Мальчика представили большой семье. Там было две женщины – Хадиджа и Арзу, и четыре девочки. Младшую, трехлетнюю Мехри, Хосров полюбил. Она была очень милая – с пухлыми щёчками, везде ходила за ним следом, и с ней было интересно играть. Дети стали неразлей вода.
Маме это почему-то не нравилось. То сама, то через старших детей, она звала Хосрова на свою половину и шептала зло: «Не играй с ней, у тебя свои сестры есть!». Хосров говорил: «Они большие, а Мехри маленькая. Я хочу с ней играть», но мама отправляла его то есть, то спать, то на базар.
О, базар! Большой, а тогда казавшийся Хосрову огромным, нескончаемым, он стал его вторым домом. Мальчика вскоре после того, как он приехал, стали отправлять за покупками, научив, как купить спелый арбуз или дыню, как выбрать лучший кусок мяса, как торговаться. Вскоре все торговцы знали смышленого Хосрова. Угощали орехами и сладостями. А он ел, а часть приберегал для Мехри. И как же сердилась мама, когда находила его заначки. Строго спрашивала: «Надеюсь, ты для своих сестёр приберег?» Подчеркивала «своих».
Хосров молчал, и мама, поняв для кого гостинцы, в сердцах отправляла его в комнату – сидеть, и не выходить оттуда. Он наказан.
Так Хосров научился умалчивать, юлить и лгать. Лгать этой злой, вечно хмурой женщине, которую он так и не смог назвать мамой. Отца называл папой, а эту – тетей Хадиджой. Вначале мальчика за это ругали, потом махнули рукой...
Отец был ласков с Хосровом. Он дарил игрушки, возил на плечах. Мальчик быстро привязался к нему. Ласкова была и тётя Арзу. Она часто давала пасынку деньги и посылала в магазины то за тем, то за этим, а потом брала покупки и всегда хвалила ребенка, гладила по голове. И Хосров привязался к ней, стал прибегать на её половину чтобы получить задание, выполнить, и быть обласканным. А Арзу усаживала его рядом и расспрашивала: что говорится на половине Хадиджи, кто к ней приходил, зачем... Потом трепала за волосы, целовала в макушку, и отпускала.
О, как страшна была расплата за эту небольшую ласку! Какой позор его ждал!

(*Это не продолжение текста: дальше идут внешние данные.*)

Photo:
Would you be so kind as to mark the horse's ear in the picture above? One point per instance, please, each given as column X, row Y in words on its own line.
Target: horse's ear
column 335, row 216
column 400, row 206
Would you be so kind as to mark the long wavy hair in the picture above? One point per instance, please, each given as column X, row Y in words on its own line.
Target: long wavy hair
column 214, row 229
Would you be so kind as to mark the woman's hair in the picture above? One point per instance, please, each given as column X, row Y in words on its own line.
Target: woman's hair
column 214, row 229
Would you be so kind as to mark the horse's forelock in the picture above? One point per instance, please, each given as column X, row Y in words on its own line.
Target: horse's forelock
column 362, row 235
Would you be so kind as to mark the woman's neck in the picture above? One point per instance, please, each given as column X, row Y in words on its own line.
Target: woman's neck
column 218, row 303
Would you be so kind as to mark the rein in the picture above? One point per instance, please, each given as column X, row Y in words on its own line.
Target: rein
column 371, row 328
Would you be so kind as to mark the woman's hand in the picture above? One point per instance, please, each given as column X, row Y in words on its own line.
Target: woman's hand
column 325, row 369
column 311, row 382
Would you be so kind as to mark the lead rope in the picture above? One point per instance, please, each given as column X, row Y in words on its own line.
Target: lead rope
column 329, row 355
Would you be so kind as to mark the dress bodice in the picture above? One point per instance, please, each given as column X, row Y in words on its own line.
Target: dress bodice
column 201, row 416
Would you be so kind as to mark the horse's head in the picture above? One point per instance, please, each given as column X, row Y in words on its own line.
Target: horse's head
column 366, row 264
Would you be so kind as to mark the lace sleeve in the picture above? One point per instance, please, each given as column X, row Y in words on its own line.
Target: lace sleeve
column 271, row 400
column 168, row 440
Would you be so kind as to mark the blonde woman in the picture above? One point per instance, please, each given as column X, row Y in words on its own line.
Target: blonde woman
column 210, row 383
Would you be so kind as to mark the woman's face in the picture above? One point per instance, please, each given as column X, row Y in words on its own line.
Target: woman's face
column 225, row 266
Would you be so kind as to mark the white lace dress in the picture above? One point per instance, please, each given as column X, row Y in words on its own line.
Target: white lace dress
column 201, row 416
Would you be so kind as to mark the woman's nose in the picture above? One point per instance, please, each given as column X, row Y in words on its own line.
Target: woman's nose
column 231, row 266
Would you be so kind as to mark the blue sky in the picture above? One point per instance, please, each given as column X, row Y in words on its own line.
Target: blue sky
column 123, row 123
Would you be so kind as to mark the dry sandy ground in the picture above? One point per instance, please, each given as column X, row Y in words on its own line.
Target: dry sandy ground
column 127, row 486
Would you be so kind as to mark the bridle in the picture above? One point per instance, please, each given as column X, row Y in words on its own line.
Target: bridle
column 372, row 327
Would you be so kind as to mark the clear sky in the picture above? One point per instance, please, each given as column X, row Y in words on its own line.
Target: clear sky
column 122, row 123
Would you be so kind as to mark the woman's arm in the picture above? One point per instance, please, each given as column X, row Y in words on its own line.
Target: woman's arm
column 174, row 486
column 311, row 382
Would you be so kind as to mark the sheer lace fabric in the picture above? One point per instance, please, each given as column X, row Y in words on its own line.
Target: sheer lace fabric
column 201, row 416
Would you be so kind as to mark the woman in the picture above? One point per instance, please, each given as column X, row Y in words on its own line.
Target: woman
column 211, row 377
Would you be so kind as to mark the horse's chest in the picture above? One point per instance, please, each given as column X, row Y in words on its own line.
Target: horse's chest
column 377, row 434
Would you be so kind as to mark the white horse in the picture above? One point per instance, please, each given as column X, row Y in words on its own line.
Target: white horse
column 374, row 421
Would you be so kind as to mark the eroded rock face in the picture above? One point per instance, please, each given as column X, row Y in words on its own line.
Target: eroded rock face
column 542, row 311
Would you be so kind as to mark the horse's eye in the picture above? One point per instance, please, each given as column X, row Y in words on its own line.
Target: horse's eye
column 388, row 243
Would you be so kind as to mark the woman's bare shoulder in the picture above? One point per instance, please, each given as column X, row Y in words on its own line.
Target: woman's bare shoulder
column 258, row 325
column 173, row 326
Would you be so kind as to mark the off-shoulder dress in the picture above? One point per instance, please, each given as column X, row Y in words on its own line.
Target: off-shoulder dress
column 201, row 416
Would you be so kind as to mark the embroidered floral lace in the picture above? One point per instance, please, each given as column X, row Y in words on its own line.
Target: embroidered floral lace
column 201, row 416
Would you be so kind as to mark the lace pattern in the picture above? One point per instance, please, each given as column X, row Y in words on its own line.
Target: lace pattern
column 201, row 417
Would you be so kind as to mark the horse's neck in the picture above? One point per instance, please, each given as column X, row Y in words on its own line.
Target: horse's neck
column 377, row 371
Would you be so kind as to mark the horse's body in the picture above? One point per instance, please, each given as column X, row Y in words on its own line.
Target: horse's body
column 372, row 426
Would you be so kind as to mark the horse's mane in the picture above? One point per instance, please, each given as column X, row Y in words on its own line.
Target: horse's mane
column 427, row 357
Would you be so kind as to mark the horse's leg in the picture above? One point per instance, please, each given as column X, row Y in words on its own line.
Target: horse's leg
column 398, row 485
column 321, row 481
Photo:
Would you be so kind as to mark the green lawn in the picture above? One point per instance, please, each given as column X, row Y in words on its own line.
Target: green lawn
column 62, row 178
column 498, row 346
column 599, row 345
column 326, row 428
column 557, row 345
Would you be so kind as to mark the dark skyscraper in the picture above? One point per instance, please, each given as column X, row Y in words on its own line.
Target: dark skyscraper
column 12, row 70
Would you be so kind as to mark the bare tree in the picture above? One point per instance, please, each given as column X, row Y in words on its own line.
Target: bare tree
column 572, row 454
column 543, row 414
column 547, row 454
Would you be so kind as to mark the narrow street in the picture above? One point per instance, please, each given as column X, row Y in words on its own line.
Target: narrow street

Однажды Хосров услышал, как взрослые кричат друг на друга, ругаются. Он замер в коридоре, боясь выйти в гостиную, где происходило непонятное. Потом отец позвал его.
Глаза Али метали молнии, когда мальчик вошёл. Отец строго спросил: «Ты зачем всё доносишь Арзу? Ты, сопляк, сплетничаешь, как женщина! Из-за тебя мы перессорились!» Он ещё что-то говорил, все смотрели на Хосрова с укоризной, но он не понимал за что, он только чувствовал, как по его ногам растекается тёплая влага, и было очень страшно.
– Вон отсюда! – сказал отец. – На глаза мои не показывайся!
И Хосров побежал в спальню, забился в угол и плакал. С тех пор он часто писался по ночам, но его не ругали, а молча меняли простыни. И даже возили к детскому врачу, который прописал таблетки.
В те дни мальчик понял, что когда тебя зовут, гладят по голове и говорят, что любят – это не искренне. Арзу не защитила его и совершенно охладела с тех пор, как он перестал быть у неё на посылках. Она перестала его замечать, хотя он пытался поймать её взгляд, и хотел услышать объяснение: почему она его расспрашивала, зачем ей это было надо, и почему так разозлился отец.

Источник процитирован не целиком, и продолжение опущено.